Est-ce que des personnes auraient besoin d'être aujourd'hui en SSR mais ne peuvent pas l'être faute de place ? 

"Non, absolument pas. Nous avons 19 lits en SSR, ils sont occupés, parfois non. Actuellement, nous devons avoir 2 ou 3 lits disponibles. Cela varie quotidiennement en fonction des admissions. Personne ne prend la place de personne, si le séjour est justifié et que la personne doit être maintenue en SSR, elle ne prend la place de personne. On pourrait avoir le même raisonnement pour d'autres personnes qui sont aussi restées plusieurs années, en se disant : elles sont restées trop longtemps et n'ont rien à faire ici.

Mais, non. Encore une fois, ces pathologies permettent de garde dans le service un patient pendant plusieurs années. Et je dirais que c'est tant mieux, car c'est approprié à la personne."

Selon Mediapart, un transfert aurait été proposé à la famille vers un établissement de long séjour à Nice. Elle aurait refusé.

"Je ne le sais pas. Je n'ai rien à dire sur cela."
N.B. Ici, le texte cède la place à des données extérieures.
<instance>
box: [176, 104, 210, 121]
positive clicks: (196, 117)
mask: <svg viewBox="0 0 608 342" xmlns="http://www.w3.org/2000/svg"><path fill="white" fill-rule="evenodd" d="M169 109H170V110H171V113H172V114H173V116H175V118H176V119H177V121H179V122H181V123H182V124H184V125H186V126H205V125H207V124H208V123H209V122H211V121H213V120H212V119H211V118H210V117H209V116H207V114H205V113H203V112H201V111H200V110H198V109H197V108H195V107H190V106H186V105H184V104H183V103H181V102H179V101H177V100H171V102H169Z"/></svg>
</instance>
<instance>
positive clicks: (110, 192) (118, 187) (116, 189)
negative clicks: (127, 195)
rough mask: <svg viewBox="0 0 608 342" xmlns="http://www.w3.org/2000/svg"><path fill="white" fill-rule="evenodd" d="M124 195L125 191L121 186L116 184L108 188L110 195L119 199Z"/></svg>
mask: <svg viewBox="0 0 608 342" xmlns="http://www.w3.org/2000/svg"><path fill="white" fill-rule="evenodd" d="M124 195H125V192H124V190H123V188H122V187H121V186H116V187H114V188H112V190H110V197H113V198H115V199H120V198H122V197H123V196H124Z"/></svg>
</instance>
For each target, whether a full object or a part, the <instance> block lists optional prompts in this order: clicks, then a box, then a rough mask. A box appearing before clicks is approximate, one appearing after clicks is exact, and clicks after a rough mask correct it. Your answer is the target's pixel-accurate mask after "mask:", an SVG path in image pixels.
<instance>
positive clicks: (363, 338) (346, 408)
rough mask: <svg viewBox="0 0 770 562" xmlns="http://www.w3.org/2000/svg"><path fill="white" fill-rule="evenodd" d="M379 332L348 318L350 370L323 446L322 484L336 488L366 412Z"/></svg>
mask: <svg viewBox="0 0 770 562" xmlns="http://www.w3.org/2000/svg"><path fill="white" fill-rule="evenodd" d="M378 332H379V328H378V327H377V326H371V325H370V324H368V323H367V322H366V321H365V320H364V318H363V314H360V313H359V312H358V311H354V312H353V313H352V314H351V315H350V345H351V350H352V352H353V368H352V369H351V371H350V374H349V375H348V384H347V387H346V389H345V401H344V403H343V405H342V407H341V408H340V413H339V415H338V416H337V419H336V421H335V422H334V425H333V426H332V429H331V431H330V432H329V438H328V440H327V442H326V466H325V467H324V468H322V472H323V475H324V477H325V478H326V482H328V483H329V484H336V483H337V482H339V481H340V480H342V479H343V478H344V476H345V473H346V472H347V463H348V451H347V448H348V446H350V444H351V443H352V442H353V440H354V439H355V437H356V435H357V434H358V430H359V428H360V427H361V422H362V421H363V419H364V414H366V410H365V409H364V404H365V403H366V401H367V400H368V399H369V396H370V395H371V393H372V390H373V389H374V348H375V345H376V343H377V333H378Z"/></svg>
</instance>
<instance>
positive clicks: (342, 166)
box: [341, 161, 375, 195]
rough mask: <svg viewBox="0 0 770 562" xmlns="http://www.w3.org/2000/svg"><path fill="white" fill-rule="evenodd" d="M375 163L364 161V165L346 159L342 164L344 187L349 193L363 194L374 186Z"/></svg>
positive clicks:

Dans ce service de soins de suite SSR, la prise en charge est entièrement assurée par la Sécurité sociale" (hors forfait hospitalier), ce qui aurait permis à la famille Ciotti d'économiser "plus de 526 000 euros" selon Mediapart.

Devez-vous justifier le maintien en SSR auprès de la CPAM des frais engagés ?

Philippe Maddalena : "les conditions des séjours sont connues à la fois des autorités et de la Sécurité sociale. Donc, tout le monde est au courant des modalités. S'il y a eut des contrôles, je n'en ai pas connaissance. Je n'ai aucun retour de quoi que cela soit." 

À l'antenne de BFM ce mardi matin, Eric Ciotti a annoncé qu'il "dénoncerait toutes les attaques qui seront portées sur ce sujet."